When you are ready, consider “serving through the pain.” Grief has a way of making a person inward-focused (understandably so) with their thoughts and emotions centered around themselves and how they feel. There is a world, a community, a neighborhood of people all around you who need to experience and know the love of Jesus Christ – especially at Christmas. The pain and suffering you feel at the hands of grief is not in vain; the Bible teaches in 2 Corinthians 1:4, “He comforts us in all our troubles so that we can comfort others. When they are troubled, we will be able to give them the same comfort God has given us.” Our society encourages us to cover up our scars. In the right time and with the power of the Holy Spirit, we can see those scars as stories God will use to encourage and love others.

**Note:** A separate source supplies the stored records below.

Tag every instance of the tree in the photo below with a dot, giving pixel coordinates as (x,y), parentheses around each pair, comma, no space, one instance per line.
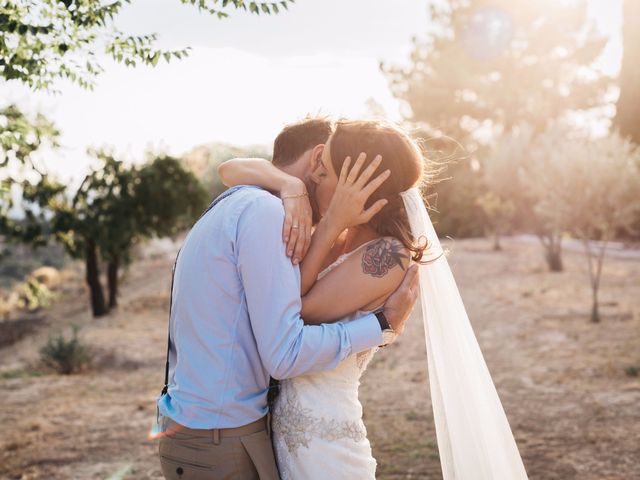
(115,207)
(517,206)
(628,105)
(165,198)
(484,67)
(46,40)
(42,41)
(589,188)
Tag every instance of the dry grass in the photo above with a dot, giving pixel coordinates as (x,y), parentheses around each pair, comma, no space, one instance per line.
(561,379)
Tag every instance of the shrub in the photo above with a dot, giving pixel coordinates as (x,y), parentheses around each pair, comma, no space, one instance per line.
(66,356)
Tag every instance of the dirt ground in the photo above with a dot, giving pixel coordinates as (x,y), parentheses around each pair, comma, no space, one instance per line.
(573,410)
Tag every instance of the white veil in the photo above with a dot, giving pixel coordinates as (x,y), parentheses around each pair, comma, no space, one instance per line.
(475,441)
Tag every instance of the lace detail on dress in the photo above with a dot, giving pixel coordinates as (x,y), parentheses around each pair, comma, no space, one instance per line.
(297,426)
(363,358)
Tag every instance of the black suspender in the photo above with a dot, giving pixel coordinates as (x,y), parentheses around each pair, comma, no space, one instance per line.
(173,273)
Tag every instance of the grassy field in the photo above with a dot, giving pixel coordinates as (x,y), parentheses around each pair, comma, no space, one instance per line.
(573,409)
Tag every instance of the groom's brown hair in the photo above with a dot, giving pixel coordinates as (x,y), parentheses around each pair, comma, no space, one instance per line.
(297,138)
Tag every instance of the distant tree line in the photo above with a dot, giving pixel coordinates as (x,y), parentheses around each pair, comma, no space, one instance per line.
(507,83)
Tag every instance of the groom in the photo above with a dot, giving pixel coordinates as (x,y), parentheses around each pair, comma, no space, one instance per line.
(235,321)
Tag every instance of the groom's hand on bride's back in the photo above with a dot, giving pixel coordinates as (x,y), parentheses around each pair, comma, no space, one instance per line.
(401,302)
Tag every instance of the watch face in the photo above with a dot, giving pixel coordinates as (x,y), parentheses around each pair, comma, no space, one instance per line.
(388,336)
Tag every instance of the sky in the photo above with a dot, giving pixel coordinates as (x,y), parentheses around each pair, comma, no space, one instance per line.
(245,78)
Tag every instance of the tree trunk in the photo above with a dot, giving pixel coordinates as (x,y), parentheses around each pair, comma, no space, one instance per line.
(496,241)
(112,277)
(554,260)
(93,280)
(595,314)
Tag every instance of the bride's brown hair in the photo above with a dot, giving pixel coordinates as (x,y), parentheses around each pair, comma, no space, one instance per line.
(401,155)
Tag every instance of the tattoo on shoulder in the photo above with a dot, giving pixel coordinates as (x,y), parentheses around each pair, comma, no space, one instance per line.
(381,256)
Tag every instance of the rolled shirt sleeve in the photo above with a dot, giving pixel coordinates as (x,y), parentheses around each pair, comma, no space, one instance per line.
(271,282)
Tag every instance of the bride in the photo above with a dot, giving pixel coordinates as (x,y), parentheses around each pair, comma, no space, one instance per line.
(356,258)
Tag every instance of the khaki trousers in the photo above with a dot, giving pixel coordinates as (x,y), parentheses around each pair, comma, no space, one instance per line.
(226,453)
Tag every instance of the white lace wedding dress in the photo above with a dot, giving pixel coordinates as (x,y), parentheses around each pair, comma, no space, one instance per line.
(318,432)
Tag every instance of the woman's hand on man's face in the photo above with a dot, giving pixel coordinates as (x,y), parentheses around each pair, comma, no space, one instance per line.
(296,231)
(352,192)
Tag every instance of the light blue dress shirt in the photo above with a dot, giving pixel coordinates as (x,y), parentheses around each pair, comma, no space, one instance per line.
(235,317)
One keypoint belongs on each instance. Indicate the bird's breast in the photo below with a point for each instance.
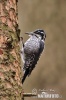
(32, 45)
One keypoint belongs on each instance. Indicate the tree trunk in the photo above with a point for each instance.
(10, 60)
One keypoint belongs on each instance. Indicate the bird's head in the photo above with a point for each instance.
(38, 33)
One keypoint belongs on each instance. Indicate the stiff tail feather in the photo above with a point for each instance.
(25, 75)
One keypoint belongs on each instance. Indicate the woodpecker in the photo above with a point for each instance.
(31, 51)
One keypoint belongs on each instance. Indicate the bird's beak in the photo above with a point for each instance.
(45, 37)
(29, 33)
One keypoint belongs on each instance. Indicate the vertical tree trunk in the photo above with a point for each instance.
(10, 64)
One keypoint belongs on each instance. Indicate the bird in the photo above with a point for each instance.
(31, 51)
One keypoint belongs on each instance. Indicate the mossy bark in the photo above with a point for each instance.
(10, 61)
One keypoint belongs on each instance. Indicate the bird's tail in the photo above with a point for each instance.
(25, 75)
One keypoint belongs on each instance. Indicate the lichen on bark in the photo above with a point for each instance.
(10, 60)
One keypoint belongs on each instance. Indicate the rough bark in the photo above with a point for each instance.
(10, 61)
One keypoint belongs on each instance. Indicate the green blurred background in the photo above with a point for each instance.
(50, 15)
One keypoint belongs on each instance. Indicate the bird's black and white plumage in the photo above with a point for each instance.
(32, 50)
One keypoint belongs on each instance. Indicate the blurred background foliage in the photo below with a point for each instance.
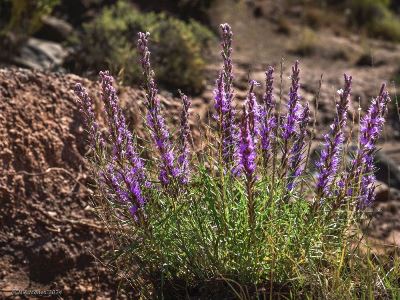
(104, 32)
(21, 18)
(178, 47)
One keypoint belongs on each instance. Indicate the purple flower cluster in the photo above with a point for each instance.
(184, 156)
(297, 152)
(247, 146)
(155, 120)
(229, 131)
(268, 119)
(329, 161)
(289, 126)
(124, 173)
(249, 132)
(370, 128)
(291, 118)
(253, 111)
(86, 108)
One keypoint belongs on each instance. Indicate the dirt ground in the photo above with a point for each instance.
(50, 237)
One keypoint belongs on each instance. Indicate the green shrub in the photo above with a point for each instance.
(246, 212)
(375, 16)
(109, 42)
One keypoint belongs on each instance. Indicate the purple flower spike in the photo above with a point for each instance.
(253, 111)
(295, 167)
(247, 149)
(291, 118)
(183, 158)
(229, 134)
(330, 158)
(268, 119)
(370, 129)
(85, 104)
(289, 126)
(155, 120)
(123, 147)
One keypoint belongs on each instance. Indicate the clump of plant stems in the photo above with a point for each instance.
(245, 210)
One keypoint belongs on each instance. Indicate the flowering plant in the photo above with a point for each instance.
(239, 209)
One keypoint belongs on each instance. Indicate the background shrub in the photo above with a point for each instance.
(179, 48)
(21, 18)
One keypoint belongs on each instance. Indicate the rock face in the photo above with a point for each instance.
(49, 235)
(39, 54)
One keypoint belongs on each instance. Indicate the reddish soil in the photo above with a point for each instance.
(50, 237)
(49, 234)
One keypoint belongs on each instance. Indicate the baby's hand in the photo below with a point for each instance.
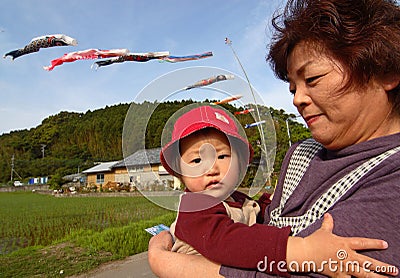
(336, 256)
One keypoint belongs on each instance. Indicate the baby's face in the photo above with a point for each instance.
(209, 164)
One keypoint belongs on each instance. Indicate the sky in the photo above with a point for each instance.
(29, 94)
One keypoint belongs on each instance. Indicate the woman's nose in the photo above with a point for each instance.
(301, 97)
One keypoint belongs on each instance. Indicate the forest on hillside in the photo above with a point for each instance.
(70, 142)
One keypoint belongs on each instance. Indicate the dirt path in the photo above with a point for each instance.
(135, 266)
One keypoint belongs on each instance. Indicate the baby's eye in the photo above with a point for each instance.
(223, 156)
(196, 160)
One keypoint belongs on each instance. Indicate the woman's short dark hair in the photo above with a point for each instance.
(363, 35)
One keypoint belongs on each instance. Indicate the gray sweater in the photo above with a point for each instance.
(369, 209)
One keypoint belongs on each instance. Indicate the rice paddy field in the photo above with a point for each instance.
(45, 236)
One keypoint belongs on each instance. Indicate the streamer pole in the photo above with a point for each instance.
(263, 144)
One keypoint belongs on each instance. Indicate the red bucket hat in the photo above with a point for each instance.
(195, 120)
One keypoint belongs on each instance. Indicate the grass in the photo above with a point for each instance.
(44, 236)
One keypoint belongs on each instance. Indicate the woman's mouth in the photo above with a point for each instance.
(311, 119)
(212, 184)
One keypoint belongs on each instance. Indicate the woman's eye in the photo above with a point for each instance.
(312, 79)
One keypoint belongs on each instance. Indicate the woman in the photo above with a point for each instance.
(342, 62)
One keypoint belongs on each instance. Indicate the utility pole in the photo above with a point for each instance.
(12, 167)
(43, 146)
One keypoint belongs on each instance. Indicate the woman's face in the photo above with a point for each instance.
(336, 117)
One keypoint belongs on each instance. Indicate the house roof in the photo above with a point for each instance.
(102, 167)
(141, 157)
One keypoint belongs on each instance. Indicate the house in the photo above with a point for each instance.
(141, 169)
(100, 174)
(144, 170)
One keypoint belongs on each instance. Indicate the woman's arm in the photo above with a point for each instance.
(329, 254)
(165, 263)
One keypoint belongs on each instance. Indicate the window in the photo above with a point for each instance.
(100, 178)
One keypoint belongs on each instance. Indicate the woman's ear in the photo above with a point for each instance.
(390, 82)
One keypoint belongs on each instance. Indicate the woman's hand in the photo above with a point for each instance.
(165, 263)
(336, 256)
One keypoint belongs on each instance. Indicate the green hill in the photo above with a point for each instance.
(70, 142)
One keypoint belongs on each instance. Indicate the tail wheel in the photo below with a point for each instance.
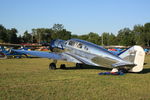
(52, 66)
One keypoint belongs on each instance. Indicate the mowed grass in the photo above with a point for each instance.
(25, 79)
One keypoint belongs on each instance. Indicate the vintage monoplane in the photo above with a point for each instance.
(83, 52)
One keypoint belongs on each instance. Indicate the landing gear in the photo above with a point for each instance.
(62, 66)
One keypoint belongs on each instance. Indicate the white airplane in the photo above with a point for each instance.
(83, 52)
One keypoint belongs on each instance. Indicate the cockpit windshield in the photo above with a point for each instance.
(79, 45)
(72, 43)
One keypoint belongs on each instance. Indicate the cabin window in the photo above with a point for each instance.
(72, 43)
(79, 45)
(85, 47)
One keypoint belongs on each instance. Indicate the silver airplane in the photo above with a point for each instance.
(83, 52)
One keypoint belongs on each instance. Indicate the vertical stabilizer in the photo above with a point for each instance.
(136, 55)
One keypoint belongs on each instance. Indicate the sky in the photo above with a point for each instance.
(78, 16)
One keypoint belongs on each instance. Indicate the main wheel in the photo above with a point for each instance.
(62, 66)
(52, 66)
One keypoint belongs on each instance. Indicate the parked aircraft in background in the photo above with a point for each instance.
(83, 52)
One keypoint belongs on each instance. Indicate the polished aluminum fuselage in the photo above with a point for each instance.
(92, 55)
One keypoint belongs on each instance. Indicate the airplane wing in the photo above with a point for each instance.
(40, 54)
(50, 55)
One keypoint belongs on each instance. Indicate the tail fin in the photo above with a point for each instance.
(136, 55)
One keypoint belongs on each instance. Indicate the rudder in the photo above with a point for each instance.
(136, 55)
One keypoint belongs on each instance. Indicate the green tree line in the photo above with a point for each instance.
(139, 35)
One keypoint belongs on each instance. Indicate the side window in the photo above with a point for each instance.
(85, 48)
(72, 43)
(79, 45)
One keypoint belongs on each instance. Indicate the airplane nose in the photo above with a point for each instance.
(57, 44)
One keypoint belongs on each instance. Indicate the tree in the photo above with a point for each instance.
(27, 37)
(126, 37)
(57, 27)
(12, 35)
(3, 34)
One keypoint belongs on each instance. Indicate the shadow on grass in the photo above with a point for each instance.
(87, 67)
(145, 71)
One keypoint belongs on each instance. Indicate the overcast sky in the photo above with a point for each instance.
(78, 16)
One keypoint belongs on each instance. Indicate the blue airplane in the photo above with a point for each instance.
(83, 52)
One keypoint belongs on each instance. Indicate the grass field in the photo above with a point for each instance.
(25, 79)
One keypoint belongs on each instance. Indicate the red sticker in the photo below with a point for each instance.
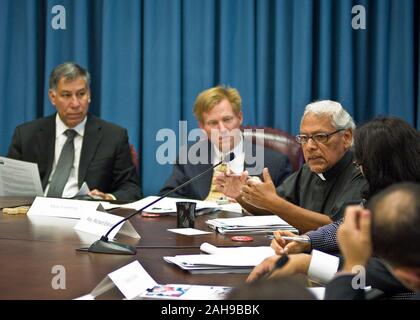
(242, 238)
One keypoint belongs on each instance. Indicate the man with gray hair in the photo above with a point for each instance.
(72, 146)
(316, 194)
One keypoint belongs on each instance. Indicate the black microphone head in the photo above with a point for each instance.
(229, 157)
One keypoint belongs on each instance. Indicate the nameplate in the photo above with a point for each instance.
(98, 223)
(131, 280)
(64, 208)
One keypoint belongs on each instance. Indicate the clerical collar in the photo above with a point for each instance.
(337, 168)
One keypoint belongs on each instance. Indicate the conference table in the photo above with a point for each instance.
(31, 248)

Closing Thought To put a bow on this post (pun intended) please let me encourage you with one final thought. Moving forward and moving on are two different experiences. Whenever you move on from a loved one, you are leaving them behind. A healthy goal of healing and restoration is to move forward during the grief you experience. Whenever my mom’s best friend’s battle with cancer was over and she went on to be with the Lord in heaven, it was an extremely difficult season for my mom. It was a period of grief which was intense and long-lasting. As tears rolled down her face, my mom said, “I don’t think the hole in my heart will ever be filled.” With love and compassion, I told her, “It never has to be. There will never be someone who can be who Sue was for you, nor should you spend your time and emotions trying to find that replacement. If you will, let the love, strength, and peace of God heal the hole in your heart – making it smaller. But because of the love-legacy that Sue has given you, may who she was and continues to be never be forgotten or replaced.”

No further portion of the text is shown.